Fixed. The PR now only contains launcher.go and launcher_test.go changes. No dependency changes needed.

[github-actions]

CORA - Analysis Skipped

Reason: The number of code owners (2) is less than the minimum required (5) and/or the number of CODEOWNERS entries with changed files (1) is less than the minimum required (2).

[trunk-io]

     

Failed Test	Failure Summary	Logs
Test_CCIP_Messaging_EVM2Aptos/Hello_World_Message_-_Should_Succeed		Logs ↗︎
Test_CCIP_Messaging_EVM2Aptos		Logs ↗︎

View Full Report ↗︎ ⋅ Docs

[vreff]

Once again, setting isLocal to true for the capability in the capabilities registry should fix this! If you are running into issues with this in your E2E test, just set this param when you set your capability config on-chain.

I believe there are no code changes needed here, actually.

[nadahalli]

Yes. But I remember running into some other DON discovery trouble after setting IsLocal = true. This fix had helped then I think. Let me do an E2E test with this PR disabled and see if it works.

[vreff]

cc @cedric-cordenier for help here, who pointed out that flag to me in the first place and might have some good insights on this particular bit of logic.

[nadahalli]

Have updated the PR description. Here's what actually happened.

LocalOnly: true fixed the "failed to add action server-side receiver" error. But then the relay DON still couldn't find vault@1.0.0 because addRemoteCapabilities was never called for capability DONs. That was a completely separate failure that happened after LocalOnly was set.

The timeline was: set LocalOnly -> "action server-side receiver" error gone -> relay DON still can't find vault -> traced to addRemoteCapabilities only running for workflow DONs -> added the fix -> also needed exposes_remote_capabilities = true on the workflow DON TOML -> both together made vault discoverable by the rekay don.

[vreff]

It makes no sense to me why this change is needed. How is our workflow DON able to call Vault DON as-is?

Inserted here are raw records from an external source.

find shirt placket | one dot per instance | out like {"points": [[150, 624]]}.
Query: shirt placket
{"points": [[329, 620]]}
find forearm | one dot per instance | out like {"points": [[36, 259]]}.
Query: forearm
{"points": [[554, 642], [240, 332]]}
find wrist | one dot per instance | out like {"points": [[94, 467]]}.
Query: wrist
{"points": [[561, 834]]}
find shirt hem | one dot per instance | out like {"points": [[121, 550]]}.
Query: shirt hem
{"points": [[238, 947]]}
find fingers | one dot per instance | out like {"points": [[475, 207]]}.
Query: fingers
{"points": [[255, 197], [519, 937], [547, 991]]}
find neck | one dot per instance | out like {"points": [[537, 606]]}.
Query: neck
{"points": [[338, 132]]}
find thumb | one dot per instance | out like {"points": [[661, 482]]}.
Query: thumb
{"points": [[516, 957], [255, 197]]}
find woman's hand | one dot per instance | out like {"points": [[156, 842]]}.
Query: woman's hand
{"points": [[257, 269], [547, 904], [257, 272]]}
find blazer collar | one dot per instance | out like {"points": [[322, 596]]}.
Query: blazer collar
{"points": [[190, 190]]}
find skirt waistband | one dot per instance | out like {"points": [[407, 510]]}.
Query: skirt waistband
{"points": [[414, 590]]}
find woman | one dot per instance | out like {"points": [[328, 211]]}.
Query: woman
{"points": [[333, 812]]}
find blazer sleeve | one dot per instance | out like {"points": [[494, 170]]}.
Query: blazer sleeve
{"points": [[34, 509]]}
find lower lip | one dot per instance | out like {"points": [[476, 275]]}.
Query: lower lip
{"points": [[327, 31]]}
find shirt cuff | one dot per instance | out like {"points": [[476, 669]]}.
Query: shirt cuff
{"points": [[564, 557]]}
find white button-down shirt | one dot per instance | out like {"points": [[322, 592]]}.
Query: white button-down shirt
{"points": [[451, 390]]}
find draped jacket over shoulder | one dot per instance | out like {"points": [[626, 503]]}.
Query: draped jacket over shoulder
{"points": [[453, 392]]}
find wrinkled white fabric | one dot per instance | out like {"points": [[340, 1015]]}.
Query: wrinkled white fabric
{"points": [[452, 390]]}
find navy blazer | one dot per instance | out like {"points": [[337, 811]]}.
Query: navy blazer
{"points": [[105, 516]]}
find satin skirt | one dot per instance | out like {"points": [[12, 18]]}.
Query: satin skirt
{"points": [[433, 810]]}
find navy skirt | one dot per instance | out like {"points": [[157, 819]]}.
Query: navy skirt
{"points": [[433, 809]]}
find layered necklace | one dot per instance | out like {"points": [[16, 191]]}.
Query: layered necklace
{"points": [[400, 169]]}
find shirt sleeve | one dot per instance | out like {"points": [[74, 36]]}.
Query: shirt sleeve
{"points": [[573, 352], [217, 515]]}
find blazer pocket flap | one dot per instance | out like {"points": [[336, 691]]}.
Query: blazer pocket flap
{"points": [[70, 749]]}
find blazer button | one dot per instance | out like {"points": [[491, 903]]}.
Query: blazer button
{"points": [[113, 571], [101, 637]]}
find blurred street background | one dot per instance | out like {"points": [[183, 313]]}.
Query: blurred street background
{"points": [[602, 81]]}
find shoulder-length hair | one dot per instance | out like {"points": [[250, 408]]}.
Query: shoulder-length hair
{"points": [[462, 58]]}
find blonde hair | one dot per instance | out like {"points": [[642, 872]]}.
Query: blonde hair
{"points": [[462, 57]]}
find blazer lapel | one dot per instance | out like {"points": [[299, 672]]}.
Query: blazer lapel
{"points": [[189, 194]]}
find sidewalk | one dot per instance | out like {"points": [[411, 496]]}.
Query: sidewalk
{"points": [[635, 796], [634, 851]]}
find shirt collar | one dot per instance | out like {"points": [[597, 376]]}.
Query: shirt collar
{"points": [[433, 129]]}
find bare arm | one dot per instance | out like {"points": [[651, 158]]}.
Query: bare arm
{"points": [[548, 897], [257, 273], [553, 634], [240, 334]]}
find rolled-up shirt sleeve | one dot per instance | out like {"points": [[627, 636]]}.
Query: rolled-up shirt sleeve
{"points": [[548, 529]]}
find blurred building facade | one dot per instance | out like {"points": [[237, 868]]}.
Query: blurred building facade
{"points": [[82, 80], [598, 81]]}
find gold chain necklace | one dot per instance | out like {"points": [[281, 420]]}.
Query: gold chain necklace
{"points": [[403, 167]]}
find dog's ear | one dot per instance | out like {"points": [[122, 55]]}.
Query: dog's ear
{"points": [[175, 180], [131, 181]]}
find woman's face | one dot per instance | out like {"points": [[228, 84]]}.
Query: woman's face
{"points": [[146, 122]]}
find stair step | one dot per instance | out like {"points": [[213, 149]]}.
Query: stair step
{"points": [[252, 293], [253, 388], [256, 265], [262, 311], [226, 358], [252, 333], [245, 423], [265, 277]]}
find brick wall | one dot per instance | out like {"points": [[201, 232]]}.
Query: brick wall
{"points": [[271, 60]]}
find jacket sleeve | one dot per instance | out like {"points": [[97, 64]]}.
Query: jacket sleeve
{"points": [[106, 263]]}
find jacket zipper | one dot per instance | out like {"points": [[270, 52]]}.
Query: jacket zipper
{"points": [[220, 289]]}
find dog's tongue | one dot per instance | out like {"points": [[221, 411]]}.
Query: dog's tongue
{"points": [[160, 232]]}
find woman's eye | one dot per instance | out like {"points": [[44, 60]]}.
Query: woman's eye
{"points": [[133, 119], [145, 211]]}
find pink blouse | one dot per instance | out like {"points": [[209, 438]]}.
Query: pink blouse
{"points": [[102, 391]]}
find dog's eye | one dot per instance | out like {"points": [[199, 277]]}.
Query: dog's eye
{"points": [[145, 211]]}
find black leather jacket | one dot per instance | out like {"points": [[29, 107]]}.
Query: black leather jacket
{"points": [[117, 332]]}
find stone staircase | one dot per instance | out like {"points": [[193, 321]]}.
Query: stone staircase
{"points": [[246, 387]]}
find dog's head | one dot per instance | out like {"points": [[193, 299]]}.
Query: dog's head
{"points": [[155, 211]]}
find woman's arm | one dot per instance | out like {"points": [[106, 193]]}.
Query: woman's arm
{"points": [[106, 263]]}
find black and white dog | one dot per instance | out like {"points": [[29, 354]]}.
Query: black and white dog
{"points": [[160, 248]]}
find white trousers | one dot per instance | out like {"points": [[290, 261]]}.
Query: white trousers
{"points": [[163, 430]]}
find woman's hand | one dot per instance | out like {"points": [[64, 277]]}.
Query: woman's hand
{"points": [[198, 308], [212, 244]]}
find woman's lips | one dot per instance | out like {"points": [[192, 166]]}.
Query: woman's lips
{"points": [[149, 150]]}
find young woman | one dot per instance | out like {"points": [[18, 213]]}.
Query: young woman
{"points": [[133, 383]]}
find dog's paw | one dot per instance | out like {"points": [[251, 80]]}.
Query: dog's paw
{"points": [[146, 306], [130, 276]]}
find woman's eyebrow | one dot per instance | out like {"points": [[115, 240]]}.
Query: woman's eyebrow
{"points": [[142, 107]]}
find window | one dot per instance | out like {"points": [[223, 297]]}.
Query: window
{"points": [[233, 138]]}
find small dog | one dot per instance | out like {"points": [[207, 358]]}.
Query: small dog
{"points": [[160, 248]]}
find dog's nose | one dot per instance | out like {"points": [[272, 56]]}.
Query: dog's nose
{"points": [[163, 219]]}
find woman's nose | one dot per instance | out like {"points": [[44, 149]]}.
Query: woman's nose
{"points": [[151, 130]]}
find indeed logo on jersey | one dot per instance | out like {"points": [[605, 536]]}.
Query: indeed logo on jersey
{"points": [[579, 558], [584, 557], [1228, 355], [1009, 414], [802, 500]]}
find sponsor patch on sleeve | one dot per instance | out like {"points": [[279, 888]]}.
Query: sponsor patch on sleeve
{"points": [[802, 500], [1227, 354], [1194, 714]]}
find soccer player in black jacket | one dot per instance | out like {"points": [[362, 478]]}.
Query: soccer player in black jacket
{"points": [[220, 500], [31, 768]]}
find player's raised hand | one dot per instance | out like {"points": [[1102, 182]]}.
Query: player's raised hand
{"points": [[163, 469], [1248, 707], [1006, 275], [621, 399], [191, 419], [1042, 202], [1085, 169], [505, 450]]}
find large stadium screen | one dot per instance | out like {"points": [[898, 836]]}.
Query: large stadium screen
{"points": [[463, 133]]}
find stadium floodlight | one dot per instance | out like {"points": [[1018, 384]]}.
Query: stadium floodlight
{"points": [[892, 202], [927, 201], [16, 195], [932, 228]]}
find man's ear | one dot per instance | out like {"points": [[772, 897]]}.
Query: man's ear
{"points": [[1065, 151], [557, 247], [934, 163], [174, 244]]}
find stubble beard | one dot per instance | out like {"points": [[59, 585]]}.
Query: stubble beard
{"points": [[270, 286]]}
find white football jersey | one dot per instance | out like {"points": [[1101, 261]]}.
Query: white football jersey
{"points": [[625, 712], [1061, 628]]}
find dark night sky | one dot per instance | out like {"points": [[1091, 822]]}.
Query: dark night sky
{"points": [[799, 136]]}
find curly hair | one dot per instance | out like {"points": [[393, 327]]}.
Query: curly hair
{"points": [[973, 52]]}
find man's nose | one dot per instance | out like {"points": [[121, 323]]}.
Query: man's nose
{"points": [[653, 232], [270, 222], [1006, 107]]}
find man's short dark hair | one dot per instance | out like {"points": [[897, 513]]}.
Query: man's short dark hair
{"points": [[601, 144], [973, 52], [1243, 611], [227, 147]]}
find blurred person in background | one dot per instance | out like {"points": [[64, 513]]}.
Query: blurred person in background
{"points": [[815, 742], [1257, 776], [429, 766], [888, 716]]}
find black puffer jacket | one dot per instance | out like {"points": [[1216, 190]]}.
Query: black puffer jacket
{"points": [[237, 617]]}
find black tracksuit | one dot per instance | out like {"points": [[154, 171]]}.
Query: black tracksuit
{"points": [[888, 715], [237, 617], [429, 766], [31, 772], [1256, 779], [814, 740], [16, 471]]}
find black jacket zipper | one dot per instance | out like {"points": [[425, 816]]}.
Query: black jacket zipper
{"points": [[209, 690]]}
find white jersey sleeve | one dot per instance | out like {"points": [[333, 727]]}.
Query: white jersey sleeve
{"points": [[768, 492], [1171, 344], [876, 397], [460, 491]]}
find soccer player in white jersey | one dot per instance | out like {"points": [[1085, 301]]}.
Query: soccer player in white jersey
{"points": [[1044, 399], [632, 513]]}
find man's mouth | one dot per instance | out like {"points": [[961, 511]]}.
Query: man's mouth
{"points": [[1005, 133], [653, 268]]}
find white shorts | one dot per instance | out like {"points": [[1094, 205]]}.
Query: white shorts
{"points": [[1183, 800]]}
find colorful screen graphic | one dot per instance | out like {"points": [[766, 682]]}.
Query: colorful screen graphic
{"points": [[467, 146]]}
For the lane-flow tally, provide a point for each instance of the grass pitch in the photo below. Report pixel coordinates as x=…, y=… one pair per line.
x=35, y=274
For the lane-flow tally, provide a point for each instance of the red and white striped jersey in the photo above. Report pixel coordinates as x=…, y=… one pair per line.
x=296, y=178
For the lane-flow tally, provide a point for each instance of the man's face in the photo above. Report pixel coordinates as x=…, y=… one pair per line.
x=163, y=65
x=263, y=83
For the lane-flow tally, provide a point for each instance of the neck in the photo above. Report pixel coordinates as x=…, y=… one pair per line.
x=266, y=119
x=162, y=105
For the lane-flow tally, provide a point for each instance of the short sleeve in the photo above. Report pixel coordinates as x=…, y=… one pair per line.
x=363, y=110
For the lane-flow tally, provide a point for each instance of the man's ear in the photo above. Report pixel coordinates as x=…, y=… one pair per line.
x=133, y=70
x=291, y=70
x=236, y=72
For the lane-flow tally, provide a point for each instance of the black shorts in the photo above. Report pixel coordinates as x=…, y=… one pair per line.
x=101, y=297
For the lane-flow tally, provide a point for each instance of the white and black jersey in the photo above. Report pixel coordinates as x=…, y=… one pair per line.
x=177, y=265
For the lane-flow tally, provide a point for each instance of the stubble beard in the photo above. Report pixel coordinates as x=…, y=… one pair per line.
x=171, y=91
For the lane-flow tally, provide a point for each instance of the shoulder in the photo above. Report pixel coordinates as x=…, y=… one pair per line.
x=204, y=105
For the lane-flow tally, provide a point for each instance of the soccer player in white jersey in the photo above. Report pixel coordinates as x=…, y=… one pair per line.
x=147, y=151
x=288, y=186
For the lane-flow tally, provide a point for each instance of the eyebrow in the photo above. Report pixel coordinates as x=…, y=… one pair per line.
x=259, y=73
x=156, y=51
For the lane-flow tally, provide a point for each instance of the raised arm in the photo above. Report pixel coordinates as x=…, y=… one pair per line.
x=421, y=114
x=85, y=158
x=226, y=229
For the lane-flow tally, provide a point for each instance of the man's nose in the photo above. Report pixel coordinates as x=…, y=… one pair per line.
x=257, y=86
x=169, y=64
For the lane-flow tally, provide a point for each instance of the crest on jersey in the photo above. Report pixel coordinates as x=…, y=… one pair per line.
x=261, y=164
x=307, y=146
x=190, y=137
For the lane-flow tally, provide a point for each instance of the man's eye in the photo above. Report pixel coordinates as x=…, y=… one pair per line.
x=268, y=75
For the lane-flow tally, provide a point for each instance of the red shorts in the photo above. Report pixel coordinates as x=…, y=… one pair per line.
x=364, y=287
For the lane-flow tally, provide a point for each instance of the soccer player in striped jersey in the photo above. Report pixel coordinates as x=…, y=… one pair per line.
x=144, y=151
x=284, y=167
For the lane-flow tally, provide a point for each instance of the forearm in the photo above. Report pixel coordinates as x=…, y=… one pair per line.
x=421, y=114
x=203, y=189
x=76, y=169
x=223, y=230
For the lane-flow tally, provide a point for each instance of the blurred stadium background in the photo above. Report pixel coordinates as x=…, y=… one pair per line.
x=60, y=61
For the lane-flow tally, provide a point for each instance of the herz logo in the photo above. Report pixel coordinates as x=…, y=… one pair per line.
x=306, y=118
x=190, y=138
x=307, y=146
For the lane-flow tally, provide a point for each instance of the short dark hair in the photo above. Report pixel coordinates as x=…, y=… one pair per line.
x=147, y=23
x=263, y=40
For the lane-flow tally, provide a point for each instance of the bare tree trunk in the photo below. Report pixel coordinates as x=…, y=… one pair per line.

We're missing something IMO.

Also, we should make the relay DON == the workflow DON to start, so this should be moot anyway. localOnly should fix our issue and then the relayDON can be the same thing as the workflow DON.

[vreff]

I would really prefer getting rid of this PR and just updating the topology of the E2E tests to make relay DON == workflow DON.

[cl-sonarqube-production]

Quality Gate failed

Failed conditions
15.56% Technical Debt Ratio on New Code (required ≤ 4%)
C Maintainability Rating on New Code (required ≥ A)

See analysis details on SonarQube

Catch issues before they fail your Quality Gate with our IDE extension SonarQube IDE

[nadahalli]

Closing. The relay DON will be configured as a workflow DON instead, which gets addRemoteCapabilities for free. The mock capability moves to the workflow DON. Config-only change in CC's E2E TOML, no launcher code change needed.